Honestly, I didn’t have many expectations for the workshop. I just wanted our local self-advocates to better represent themselves and the organization that supports them (MVDSA).
But watching our group of self-advocates rehearse for their role at our 15th Annual Buddy Walk literally brought happy tears to my eyes. I know it sounds cheesy, but they are really starting to act like self-advocates by communicating their wants and needs to people outside their family.
Our mantra for the workshop is “I Can!”
Many of our self-advocates started the workshop apprehensive to speak in front of strangers, to look someone in the eye, and tell others who they are and what they stand for. The “I Can!” mantra helped them put into words their goals for the Buddy Walk and life in general.

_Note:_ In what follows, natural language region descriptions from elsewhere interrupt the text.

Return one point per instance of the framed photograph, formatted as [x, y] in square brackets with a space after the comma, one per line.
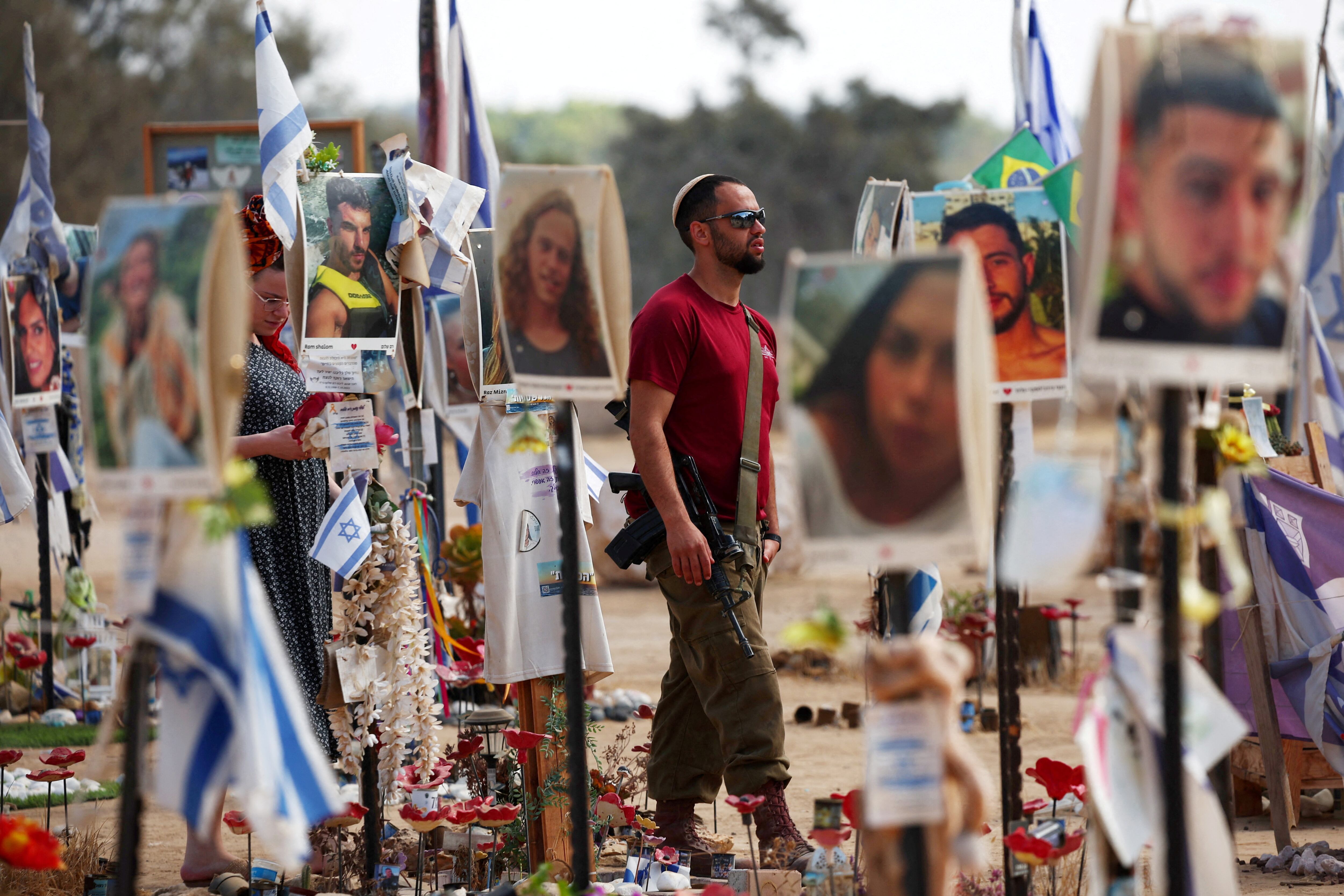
[878, 226]
[889, 366]
[1194, 159]
[1021, 242]
[34, 320]
[225, 155]
[351, 293]
[562, 285]
[165, 331]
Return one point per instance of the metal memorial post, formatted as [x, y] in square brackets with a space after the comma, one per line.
[576, 741]
[1174, 794]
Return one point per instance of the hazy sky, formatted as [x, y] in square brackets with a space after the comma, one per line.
[534, 54]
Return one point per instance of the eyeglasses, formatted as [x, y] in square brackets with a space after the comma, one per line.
[741, 220]
[269, 301]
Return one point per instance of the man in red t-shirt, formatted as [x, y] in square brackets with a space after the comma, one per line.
[720, 719]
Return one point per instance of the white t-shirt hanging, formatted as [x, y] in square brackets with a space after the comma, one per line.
[521, 555]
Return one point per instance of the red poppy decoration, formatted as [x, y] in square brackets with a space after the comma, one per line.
[64, 757]
[1058, 778]
[237, 823]
[1033, 806]
[18, 644]
[523, 741]
[25, 844]
[745, 804]
[496, 816]
[1035, 851]
[850, 805]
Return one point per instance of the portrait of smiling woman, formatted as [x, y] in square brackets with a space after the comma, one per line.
[33, 323]
[548, 305]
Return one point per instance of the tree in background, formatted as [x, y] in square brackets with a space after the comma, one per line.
[107, 68]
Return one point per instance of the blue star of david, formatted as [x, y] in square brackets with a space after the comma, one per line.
[354, 535]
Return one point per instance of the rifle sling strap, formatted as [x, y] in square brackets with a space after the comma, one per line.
[745, 530]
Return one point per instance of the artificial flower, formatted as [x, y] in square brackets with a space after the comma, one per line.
[25, 844]
[1034, 851]
[64, 757]
[1058, 778]
[237, 823]
[496, 816]
[31, 660]
[745, 804]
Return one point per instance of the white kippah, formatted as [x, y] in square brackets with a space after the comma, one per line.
[681, 195]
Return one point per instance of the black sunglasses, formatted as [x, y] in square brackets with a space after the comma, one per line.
[741, 220]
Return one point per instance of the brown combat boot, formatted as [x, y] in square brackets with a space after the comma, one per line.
[675, 820]
[777, 837]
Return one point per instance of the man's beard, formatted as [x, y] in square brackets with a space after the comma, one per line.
[1010, 320]
[740, 260]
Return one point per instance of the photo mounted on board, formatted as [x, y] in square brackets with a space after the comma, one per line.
[353, 289]
[1198, 142]
[890, 408]
[1019, 240]
[878, 226]
[35, 342]
[162, 311]
[553, 284]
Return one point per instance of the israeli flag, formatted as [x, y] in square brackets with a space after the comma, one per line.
[232, 712]
[1323, 260]
[345, 539]
[1045, 115]
[471, 147]
[34, 229]
[284, 132]
[1328, 409]
[15, 486]
[1299, 569]
[925, 593]
[596, 477]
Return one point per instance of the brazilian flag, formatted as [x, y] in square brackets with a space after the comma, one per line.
[1064, 186]
[1022, 162]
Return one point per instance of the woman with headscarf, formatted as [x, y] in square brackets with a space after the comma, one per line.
[877, 437]
[548, 303]
[300, 494]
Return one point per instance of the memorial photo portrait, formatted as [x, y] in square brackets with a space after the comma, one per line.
[353, 296]
[35, 340]
[143, 316]
[1018, 237]
[1202, 189]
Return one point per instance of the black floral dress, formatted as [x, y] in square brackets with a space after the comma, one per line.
[299, 586]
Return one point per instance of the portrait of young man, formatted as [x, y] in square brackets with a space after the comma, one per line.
[351, 295]
[1203, 193]
[1027, 351]
[720, 720]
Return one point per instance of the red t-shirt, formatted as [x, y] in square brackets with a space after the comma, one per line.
[695, 347]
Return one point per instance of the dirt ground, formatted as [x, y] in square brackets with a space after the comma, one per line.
[823, 759]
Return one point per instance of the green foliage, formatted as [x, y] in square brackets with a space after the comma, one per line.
[808, 171]
[109, 790]
[30, 735]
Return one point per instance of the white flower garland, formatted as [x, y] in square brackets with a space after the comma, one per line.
[381, 601]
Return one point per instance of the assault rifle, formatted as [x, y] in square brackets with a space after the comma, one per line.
[647, 533]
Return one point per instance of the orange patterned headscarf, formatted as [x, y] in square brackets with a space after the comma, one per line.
[264, 246]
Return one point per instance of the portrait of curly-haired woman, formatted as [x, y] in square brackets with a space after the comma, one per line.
[548, 305]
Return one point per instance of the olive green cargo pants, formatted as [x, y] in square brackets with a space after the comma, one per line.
[720, 719]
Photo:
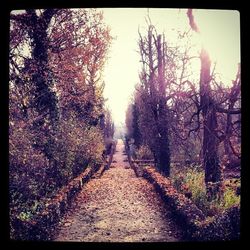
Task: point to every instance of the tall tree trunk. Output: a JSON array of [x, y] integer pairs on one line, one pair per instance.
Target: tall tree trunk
[[45, 100], [213, 171]]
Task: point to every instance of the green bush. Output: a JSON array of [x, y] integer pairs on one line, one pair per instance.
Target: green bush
[[192, 180]]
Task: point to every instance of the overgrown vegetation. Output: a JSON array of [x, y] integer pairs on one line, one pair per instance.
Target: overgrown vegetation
[[58, 123], [190, 182]]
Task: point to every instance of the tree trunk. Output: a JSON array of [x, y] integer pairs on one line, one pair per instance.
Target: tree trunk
[[213, 171]]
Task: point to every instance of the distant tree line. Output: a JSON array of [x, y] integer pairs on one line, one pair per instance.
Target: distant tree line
[[58, 123], [176, 116]]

In our last workshop before the Buddy Walk our Theater Educator, Stephanie Radford (heavy on the “RAD”), brought in strangers to test the self-advocates’ new communications skills.
They’ve been working on:
- conversational skills
- non-verbal communication skills like eye contact and body language
- improv skills
- speech skills
The self-advocates have warmed up to us over the last three months, but we wondered how they would perform in front of complete strangers. We set up a practice advocacy table with games and brochures, like they’ll have at the real Buddy Walk.
The first interaction was a bit forced, but as the strangers started asking the self-advocates questions about their life everyone started smiling and having a good time. The self-advocates used what they’ve learned about eye contact and reciprocal conversations to engage these strangers they’ve never met. I was impressed! They know that people may have a harder time understanding them, but still they advocated for themselves and got the job done.
I can’t wait to see how they do September 16th at our Buddy Walk!
They’ll be the ambassadors of the Miami Valley Down Syndrome Association; running our advocacy table and introducing national, state, and local politicians to Buddy Walk attendees.